6. The ultrasonic welding system of claim 2, wherein the horn has an upper welding surface made with a predetermined pattern.

7. The ultrasonic welding system of claim 1, wherein the welding apparatus further includes: a pusher configured to fix the electrode tab upwardly and downwardly outside a lower welding surface of the anvil when the electrode tab is disposed at the lower welding surface of the anvil.

8. The ultrasonic welding system of claim 1, wherein the supply device includes:

a clamping part configured to slide and move along a guide rail formed in the anvil and horn side in a state of clamping the electrode lead;

a vertical actuator installed at a first side of a main bracket fitted on the guide rail and moving the clamping part mounted to a front end in the vertical direction; and

a horizontal actuator installed at a second side of the main bracket and moving the main bracket along with the clamping part in the horizontal direction.

9. The ultrasonic welding system of claim 8, wherein

the clamping part includes a pair of finger members clamping the electrode lead while being reciprocated in near and far directions by a cylinder connected to the vertical actuator.

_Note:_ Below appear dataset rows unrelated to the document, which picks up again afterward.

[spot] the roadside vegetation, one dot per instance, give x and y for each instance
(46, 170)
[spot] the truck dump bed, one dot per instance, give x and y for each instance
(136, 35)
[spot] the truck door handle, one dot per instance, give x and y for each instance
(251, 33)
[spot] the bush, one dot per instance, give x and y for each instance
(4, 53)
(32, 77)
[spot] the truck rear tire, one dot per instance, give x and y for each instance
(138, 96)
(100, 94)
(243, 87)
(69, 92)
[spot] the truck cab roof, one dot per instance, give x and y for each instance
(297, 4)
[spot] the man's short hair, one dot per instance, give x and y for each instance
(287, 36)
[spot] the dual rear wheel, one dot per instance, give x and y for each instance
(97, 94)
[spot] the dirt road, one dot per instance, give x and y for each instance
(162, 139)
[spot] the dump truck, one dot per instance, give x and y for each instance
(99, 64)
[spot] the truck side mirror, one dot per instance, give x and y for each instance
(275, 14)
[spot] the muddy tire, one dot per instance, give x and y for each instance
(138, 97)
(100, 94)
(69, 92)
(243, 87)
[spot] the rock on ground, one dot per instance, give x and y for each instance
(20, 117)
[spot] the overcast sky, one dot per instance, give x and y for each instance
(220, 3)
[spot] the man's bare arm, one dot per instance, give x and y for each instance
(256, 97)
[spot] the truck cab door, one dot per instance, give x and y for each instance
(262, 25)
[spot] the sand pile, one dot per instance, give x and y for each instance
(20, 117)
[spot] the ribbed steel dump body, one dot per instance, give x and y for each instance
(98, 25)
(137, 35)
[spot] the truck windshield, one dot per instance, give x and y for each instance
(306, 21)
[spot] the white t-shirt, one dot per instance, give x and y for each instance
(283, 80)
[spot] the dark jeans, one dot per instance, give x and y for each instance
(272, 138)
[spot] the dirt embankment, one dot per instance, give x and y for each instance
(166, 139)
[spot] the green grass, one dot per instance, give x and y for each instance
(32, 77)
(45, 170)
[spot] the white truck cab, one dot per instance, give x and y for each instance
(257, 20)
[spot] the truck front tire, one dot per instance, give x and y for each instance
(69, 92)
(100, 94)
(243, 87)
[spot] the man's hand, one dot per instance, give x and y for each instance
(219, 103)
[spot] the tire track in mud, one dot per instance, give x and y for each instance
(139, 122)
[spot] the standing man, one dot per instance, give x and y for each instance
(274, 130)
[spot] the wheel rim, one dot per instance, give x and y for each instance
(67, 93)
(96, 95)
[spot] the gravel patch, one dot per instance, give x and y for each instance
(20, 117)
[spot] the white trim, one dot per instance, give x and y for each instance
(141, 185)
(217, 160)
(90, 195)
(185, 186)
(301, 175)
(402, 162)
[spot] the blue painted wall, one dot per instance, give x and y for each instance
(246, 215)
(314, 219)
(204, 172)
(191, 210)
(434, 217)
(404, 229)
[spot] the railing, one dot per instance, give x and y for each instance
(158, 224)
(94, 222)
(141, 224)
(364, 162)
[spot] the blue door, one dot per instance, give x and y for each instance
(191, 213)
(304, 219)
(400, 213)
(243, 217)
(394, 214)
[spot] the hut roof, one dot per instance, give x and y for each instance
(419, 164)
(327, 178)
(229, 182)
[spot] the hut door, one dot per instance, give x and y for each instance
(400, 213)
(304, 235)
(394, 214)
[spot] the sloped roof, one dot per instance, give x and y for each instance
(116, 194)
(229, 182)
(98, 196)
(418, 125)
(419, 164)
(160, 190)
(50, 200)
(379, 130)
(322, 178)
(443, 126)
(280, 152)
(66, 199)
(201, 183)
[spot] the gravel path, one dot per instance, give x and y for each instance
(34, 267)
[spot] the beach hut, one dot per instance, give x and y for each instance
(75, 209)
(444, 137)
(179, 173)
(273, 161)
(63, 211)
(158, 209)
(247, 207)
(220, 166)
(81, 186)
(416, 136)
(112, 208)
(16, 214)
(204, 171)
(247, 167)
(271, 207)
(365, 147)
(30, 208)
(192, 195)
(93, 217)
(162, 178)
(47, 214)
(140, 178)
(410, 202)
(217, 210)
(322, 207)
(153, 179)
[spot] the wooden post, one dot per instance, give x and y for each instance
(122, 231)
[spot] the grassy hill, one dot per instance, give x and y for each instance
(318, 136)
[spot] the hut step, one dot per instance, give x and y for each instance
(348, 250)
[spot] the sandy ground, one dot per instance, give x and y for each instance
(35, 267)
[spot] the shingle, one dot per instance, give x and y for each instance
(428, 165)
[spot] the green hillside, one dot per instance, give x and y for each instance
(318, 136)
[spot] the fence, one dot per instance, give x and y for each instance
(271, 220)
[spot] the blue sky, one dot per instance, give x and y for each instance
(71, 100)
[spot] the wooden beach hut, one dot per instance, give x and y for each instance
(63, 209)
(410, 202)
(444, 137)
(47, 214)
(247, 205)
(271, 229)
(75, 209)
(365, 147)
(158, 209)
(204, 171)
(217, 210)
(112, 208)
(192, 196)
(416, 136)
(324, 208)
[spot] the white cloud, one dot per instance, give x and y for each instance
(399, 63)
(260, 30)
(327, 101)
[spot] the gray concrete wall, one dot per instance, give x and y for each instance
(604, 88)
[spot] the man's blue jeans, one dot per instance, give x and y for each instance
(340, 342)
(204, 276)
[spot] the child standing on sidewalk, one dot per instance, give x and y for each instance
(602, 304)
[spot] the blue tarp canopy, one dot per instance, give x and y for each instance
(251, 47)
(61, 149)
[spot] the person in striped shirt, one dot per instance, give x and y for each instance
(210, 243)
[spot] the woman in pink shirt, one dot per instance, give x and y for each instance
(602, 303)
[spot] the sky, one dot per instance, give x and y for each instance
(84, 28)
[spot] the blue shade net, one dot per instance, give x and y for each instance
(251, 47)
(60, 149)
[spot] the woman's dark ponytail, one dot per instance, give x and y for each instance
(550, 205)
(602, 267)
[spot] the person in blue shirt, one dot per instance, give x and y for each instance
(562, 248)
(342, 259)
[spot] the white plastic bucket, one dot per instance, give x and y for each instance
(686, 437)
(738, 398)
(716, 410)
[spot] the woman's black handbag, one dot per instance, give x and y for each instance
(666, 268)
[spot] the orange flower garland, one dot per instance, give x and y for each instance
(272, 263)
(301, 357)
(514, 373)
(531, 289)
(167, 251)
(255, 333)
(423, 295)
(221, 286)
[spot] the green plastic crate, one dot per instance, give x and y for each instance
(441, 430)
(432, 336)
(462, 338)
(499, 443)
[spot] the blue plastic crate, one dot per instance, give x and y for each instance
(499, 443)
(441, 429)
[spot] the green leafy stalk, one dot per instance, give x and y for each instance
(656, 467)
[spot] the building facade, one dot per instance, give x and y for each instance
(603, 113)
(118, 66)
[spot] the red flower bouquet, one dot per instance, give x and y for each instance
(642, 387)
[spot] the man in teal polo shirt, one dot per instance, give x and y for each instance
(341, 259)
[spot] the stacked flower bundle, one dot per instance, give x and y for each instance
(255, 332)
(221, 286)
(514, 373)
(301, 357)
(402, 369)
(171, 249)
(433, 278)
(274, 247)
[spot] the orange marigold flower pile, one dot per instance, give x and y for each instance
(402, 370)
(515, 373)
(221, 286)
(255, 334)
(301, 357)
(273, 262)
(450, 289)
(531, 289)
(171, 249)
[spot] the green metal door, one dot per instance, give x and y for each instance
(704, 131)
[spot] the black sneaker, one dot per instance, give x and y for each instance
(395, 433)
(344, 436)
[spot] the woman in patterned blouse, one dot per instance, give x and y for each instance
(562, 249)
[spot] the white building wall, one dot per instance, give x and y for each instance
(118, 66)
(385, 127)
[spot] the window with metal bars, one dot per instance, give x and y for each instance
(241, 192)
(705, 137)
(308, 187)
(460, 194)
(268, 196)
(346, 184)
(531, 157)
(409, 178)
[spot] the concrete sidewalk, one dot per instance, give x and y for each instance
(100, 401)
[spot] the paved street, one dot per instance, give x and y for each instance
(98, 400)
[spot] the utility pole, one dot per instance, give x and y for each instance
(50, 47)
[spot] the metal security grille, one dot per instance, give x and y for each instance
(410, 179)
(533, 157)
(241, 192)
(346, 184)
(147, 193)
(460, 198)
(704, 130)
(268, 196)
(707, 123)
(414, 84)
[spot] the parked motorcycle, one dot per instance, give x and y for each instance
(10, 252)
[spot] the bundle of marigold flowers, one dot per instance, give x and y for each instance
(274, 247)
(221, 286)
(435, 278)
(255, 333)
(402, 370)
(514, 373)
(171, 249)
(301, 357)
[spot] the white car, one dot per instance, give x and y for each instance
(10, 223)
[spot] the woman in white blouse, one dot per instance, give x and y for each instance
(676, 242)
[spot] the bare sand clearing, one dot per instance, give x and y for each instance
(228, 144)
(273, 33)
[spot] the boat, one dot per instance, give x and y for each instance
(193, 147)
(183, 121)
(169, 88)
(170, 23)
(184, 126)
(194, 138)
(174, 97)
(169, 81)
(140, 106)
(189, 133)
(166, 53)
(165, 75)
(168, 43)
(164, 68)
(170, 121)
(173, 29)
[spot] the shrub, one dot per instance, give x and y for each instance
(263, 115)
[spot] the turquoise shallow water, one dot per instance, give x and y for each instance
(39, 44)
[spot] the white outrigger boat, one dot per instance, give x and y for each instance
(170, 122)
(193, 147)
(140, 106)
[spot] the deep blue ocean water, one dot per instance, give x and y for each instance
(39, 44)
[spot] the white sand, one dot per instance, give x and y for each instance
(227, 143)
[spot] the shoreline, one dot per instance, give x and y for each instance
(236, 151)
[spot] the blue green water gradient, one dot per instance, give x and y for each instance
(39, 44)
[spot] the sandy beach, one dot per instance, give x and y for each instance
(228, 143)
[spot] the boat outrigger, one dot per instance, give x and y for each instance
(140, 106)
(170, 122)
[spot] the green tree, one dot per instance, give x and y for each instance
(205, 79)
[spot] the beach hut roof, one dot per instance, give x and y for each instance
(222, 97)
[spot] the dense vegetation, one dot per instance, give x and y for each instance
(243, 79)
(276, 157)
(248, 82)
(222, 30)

10. The ultrasonic welding system of claim 8, wherein

the vertical actuator is connected to the clamping part in the state of being installed to the main bracket, and slides and moves the clamping part in the vertical direction by a cylinder operation.

11. The ultrasonic welding system of claim 8, wherein

the horizontal actuator includes a linear guide having a first side front end fixed to a guide plate disposed closely to the guide rail and a second side front end connected to the main bracket and configured to move the main bracket along the guide rail along with the clamping part.

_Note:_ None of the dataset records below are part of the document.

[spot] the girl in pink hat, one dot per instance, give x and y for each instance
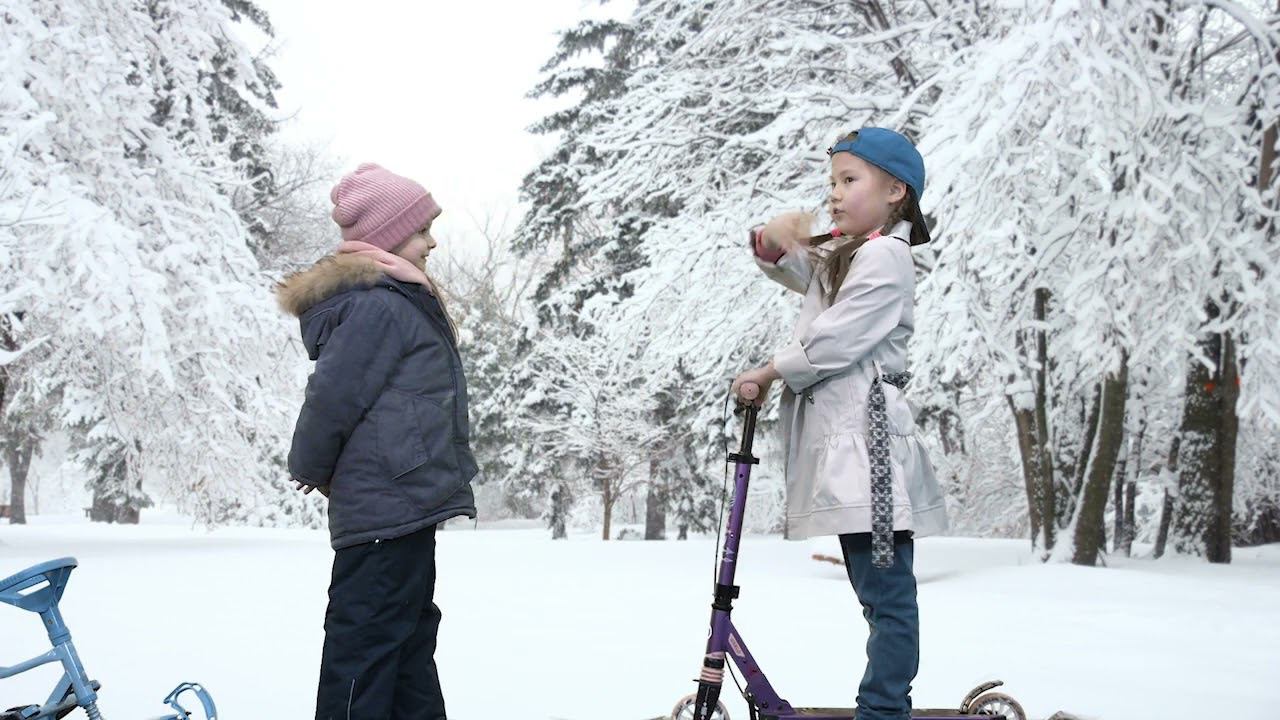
(383, 433)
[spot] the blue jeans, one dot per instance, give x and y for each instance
(887, 596)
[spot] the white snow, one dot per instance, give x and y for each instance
(583, 629)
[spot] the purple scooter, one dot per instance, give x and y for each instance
(726, 641)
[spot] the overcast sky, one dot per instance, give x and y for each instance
(433, 90)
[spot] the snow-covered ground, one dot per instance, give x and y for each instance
(593, 630)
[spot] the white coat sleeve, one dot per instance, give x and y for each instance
(792, 270)
(868, 306)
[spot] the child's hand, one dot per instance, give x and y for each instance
(306, 488)
(787, 231)
(762, 377)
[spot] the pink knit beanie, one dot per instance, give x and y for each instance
(378, 206)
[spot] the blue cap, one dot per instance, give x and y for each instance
(894, 154)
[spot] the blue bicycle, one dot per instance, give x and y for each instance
(39, 588)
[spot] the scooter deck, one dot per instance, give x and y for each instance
(850, 714)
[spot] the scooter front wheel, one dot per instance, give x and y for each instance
(997, 703)
(684, 709)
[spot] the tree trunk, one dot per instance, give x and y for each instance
(1166, 506)
(560, 511)
(1118, 495)
(607, 501)
(1102, 465)
(656, 502)
(18, 458)
(1207, 465)
(1166, 513)
(1024, 424)
(1128, 528)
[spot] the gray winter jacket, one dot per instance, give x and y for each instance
(384, 423)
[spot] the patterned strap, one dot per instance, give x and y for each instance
(882, 473)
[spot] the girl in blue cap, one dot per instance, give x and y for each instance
(855, 466)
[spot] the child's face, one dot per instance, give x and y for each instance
(417, 247)
(862, 195)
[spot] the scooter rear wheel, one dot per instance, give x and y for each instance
(684, 709)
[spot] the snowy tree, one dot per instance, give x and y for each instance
(1064, 236)
(160, 347)
(604, 417)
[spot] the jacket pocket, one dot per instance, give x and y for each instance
(901, 422)
(401, 434)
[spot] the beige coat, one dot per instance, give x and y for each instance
(827, 369)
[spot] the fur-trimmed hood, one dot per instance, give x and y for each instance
(332, 274)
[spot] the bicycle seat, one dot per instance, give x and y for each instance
(17, 589)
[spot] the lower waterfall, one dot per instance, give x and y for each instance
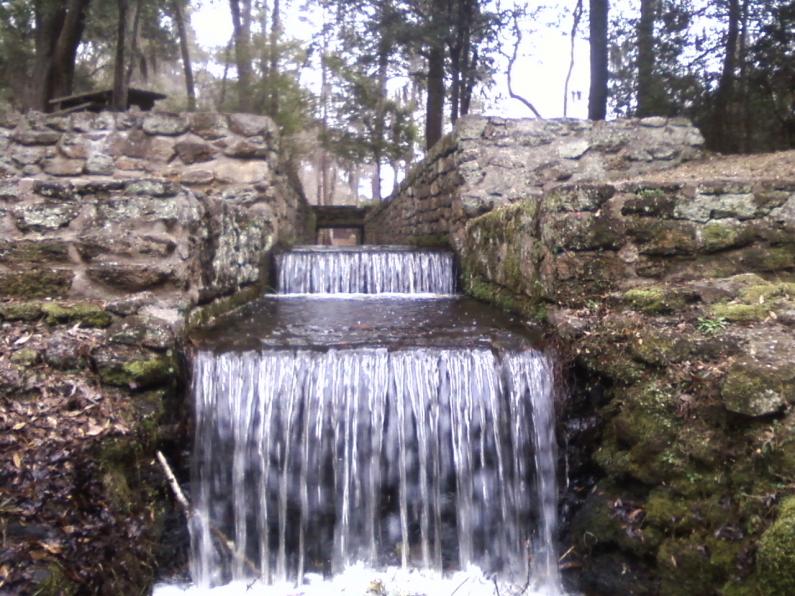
(366, 431)
(310, 461)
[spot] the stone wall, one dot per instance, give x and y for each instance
(113, 228)
(183, 206)
(488, 162)
(676, 298)
(671, 289)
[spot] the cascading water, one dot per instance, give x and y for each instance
(374, 446)
(365, 270)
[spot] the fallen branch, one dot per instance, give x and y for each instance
(511, 61)
(190, 512)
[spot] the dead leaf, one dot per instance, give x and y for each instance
(54, 548)
(23, 340)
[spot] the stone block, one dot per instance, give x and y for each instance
(162, 123)
(61, 166)
(45, 217)
(192, 150)
(250, 125)
(129, 277)
(36, 283)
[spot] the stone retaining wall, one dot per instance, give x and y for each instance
(488, 162)
(113, 227)
(676, 299)
(183, 206)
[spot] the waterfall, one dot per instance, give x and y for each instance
(312, 461)
(365, 270)
(372, 433)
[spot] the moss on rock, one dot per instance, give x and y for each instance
(776, 557)
(139, 372)
(21, 311)
(740, 313)
(36, 283)
(88, 315)
(754, 390)
(654, 300)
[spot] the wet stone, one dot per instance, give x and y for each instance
(36, 283)
(143, 331)
(99, 164)
(91, 246)
(64, 351)
(129, 277)
(249, 125)
(60, 166)
(152, 187)
(36, 137)
(164, 124)
(197, 177)
(194, 150)
(45, 217)
(34, 251)
(20, 311)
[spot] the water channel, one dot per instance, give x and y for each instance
(368, 431)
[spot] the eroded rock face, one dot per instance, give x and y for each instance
(487, 163)
(679, 309)
(109, 211)
(104, 251)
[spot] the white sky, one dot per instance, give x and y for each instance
(539, 74)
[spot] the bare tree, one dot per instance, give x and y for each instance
(597, 96)
(59, 29)
(241, 25)
(575, 24)
(179, 19)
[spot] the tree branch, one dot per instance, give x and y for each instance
(511, 61)
(577, 15)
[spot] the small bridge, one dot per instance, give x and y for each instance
(340, 217)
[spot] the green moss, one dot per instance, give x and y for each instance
(88, 315)
(667, 512)
(654, 300)
(753, 391)
(140, 373)
(718, 236)
(36, 283)
(740, 313)
(205, 315)
(25, 357)
(776, 556)
(612, 460)
(505, 299)
(695, 564)
(763, 293)
(21, 311)
(430, 241)
(57, 583)
(660, 349)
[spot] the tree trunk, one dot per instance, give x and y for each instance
(134, 54)
(273, 71)
(190, 89)
(721, 121)
(648, 9)
(434, 106)
(59, 30)
(241, 25)
(597, 95)
(119, 79)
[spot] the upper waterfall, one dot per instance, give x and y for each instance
(365, 270)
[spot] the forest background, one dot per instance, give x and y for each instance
(361, 88)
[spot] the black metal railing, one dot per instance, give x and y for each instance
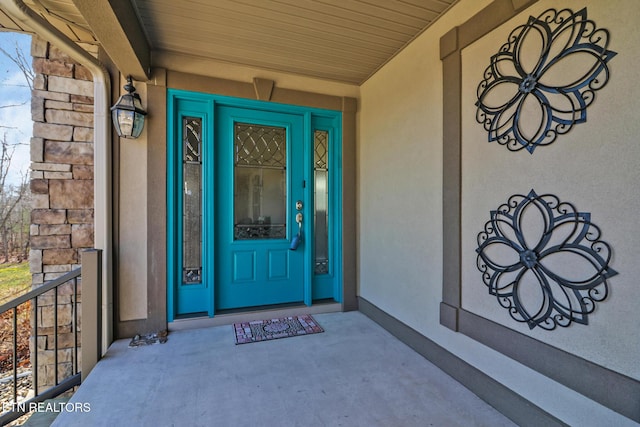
(46, 298)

12. A manufacturing method for a rechargeable battery using an ultrasonic welding system, where the ultrasonic welding system includes a welding apparatus including an anvil and a horn, and a supply device, the manufacturing method comprising:

disposing, by the supply device, an electrode tab between the anvil and the horn;

supplying, by the supply device, an electrode lead on the electrode tab;

fixing the electrode lead through a fixing member disposed at one side of the anvil; and

lowering the horn with respect to the anvil to perform ultrasonic welding.

13. The manufacturing method of claim 12, wherein disposing the electrode tab includes:

seating the electrode tab to be disposed at a lower welding surface of the anvil; and

pressing lower and upper parts of the electrode tab outside the lower welding surface through a pusher to be fixed.

14. The manufacturing method of claim 12, wherein supplying the electrode lead includes:

supplying the electrode lead between a pair of finger members of a clamping part of the supply device;

moving the electrode lead on the electrode tab through a horizontal actuator; and

lowering the electrode lead through a vertical actuator to be in contact with the electrode tab.

15. The manufacturing method of claim 14, wherein

the horizontal actuator is configured to move the clamping part in a horizontal direction along a guide rail by operation of a linear guide.

16. The manufacturing method of claim 14, wherein the vertical actuator is configured to move the clamping part in the vertical direction by operation of a cylinder.

17. The manufacturing method of claim 14, wherein fixing the electrode lead includes:

lowering a moving part of the fixing member to fix the electrode lead.

18. The manufacturing method of claim 14, further comprising:

after fixing the electrode lead, combining an electrode assembly and a pouch exterior member in a state in which parts of the electrode tab and the electrode lead are exposed to the outside of the pouch exterior member.

19. The manufacturing method of claim 12, wherein performing the ultrasonic welding includes:

applying an ultrasonic wave to the electrode tab and the electrode lead disposed between the lower welding surface of the anvil and an upper welding surface of the horn by operation of an ultrasonic wave actuator for welding and bonding.